かさむ携帯代の足しにと、母親の友人が経営するスナックでアルバイトをしたことがある。
ワインレッドのベルベットのソファが並んで、こじんまりとした昭和の雰囲気漂うお店だ。
酔ったおじいさんに無理やりキスをせがまれて全力で振り払いトイレで吐き散らかした。
ママからこっぴどく叱られた。

夜のお店といえばそのくらいで、その後の騙され借金地獄の生活でも水商売や風俗がチラつくことなくこれまで生きてきた。

元々水商売にも風俗にも偏見などなかった私だ。過去に携わったという人との関わりもあってか自分自身の「性の大冒険」を経てかなり理解出来るまでに成長してきたと言える。

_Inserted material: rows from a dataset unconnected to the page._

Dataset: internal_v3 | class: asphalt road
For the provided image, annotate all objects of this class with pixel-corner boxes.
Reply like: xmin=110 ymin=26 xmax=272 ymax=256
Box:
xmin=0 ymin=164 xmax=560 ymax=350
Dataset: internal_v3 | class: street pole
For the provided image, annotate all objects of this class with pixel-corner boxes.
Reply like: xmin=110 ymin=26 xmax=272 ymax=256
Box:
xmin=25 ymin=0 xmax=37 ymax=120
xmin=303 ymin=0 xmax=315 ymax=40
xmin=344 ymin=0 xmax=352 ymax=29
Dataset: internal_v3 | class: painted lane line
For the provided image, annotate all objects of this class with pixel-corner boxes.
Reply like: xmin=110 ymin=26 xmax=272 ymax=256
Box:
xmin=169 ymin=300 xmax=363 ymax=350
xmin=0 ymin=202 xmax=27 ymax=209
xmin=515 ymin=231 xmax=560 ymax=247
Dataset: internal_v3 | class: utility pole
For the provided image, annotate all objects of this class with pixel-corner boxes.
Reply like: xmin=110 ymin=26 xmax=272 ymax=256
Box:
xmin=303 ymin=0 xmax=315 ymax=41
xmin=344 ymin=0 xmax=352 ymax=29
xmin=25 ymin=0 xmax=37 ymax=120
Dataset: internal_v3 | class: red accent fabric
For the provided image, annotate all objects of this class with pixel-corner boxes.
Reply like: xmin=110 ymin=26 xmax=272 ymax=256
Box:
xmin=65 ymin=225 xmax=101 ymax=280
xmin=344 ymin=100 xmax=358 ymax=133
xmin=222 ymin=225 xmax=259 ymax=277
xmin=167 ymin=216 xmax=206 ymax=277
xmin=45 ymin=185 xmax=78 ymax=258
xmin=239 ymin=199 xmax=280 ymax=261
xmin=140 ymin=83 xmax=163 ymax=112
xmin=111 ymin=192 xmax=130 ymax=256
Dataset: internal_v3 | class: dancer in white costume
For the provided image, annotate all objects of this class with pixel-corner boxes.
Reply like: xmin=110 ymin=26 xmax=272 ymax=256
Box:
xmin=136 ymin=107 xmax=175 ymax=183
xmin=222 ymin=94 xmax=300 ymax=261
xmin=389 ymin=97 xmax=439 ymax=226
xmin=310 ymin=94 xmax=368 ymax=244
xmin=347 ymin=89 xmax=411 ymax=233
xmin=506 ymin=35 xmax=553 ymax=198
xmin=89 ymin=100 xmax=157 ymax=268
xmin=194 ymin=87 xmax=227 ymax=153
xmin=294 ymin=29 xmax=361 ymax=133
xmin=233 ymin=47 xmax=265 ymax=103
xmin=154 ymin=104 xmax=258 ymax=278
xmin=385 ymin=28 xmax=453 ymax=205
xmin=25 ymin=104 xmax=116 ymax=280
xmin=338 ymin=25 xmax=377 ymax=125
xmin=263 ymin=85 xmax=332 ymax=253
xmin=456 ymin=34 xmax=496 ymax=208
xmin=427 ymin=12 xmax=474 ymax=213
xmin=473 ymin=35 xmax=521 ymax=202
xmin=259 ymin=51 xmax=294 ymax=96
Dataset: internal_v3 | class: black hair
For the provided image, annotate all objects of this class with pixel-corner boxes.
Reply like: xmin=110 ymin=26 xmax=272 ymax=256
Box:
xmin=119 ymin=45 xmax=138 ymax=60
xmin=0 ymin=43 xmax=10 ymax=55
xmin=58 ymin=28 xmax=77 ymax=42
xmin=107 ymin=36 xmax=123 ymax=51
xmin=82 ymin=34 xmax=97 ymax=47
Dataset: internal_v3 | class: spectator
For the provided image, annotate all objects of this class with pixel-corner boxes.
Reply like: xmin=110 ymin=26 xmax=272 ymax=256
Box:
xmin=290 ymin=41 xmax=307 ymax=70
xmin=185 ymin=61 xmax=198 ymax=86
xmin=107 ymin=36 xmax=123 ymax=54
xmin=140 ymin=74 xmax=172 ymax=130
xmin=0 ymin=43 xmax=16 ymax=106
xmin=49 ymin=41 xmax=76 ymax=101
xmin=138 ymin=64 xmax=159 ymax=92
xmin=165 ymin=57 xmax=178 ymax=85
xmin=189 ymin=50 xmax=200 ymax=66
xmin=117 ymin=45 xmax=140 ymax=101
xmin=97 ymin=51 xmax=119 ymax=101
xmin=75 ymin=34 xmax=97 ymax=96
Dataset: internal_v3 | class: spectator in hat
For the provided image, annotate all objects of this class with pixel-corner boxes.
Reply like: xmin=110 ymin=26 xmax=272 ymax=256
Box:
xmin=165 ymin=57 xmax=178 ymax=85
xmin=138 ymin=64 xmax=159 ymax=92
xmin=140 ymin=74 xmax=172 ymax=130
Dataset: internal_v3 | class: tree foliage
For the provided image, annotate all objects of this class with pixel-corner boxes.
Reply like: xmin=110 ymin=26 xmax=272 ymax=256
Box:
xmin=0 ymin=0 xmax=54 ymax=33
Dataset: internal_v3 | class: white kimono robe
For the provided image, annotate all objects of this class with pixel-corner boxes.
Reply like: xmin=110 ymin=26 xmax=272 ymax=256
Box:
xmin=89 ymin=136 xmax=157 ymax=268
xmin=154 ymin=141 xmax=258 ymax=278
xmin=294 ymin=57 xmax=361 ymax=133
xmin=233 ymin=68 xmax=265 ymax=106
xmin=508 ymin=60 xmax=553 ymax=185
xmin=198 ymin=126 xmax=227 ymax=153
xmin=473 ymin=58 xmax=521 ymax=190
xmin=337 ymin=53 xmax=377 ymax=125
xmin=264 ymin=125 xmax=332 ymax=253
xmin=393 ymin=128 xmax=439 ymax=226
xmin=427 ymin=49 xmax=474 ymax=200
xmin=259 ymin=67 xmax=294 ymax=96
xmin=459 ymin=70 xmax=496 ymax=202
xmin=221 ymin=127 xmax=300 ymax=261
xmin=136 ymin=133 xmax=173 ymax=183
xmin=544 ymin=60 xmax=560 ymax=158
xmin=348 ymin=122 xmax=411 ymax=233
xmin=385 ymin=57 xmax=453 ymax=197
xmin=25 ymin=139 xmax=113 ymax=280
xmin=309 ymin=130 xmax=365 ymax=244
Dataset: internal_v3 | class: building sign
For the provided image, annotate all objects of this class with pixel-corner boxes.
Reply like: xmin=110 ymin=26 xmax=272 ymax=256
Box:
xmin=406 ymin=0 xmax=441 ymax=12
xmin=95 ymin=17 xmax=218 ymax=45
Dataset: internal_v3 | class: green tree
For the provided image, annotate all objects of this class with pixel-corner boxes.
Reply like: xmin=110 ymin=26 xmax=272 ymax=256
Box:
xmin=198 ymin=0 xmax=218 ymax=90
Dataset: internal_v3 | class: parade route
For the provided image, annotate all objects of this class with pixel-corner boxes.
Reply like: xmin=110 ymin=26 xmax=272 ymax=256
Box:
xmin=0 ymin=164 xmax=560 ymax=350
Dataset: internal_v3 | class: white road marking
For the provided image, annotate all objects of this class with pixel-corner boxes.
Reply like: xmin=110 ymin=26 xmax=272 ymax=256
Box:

相手に誘われるがままにアングラな場にいっていたころには、承認欲求を満たすため数をこなせとせっせと。
満たされない何かを感じながら飽きていたそんな時、職業になったらどうだろう。とふと思うのだった。

気づくと、ソープランドのサイトを眺めている。
年齢だけでだいぶ選択肢が狭まってしまっていた事で、これまでなぜこの仕事をしなかったか悔やむ。
そしてそして私は面接のアポをとっていた。

とち狂っている。
そう遠くもない過去の私はだいぶイカれていた。

その道で長く親しまれる店を経営してきた社長さんの話には疑うことの無い真っ当な人の、筋の通った経営学を感じた。
「サービス業はお客様あってこそだから」

「あまりね、考えないことです。深く考えちゃダメ。」

気づくと黒い高級車に揺られて小さな公園でポージングをしていた。

その後は水中に潜っている時みたいなモヤモヤとした音声が頭に響くだけで、確かスケジュール調整が出来たら連絡します。という会話をして店を後にした気がする。
とぼとぼと家路をたどりながらふと店のサイトを開くと、既に私のBioがアップされていた。
 
恐らくフォトショップで私は9頭身になっていた。
顔こそモザイク加工されていたけれど、私じゃないみたいだ。

そして29歳という申し訳ないくらいのサバ読みにすぅーっと冷めていくのを感じた。

サバを読んでは私ではなくなる。
名前も気に食わない。
違う私になっては意味が無いのだと思った。

最後にどうか笑っていただきたい。
こんなバカもいるのだと。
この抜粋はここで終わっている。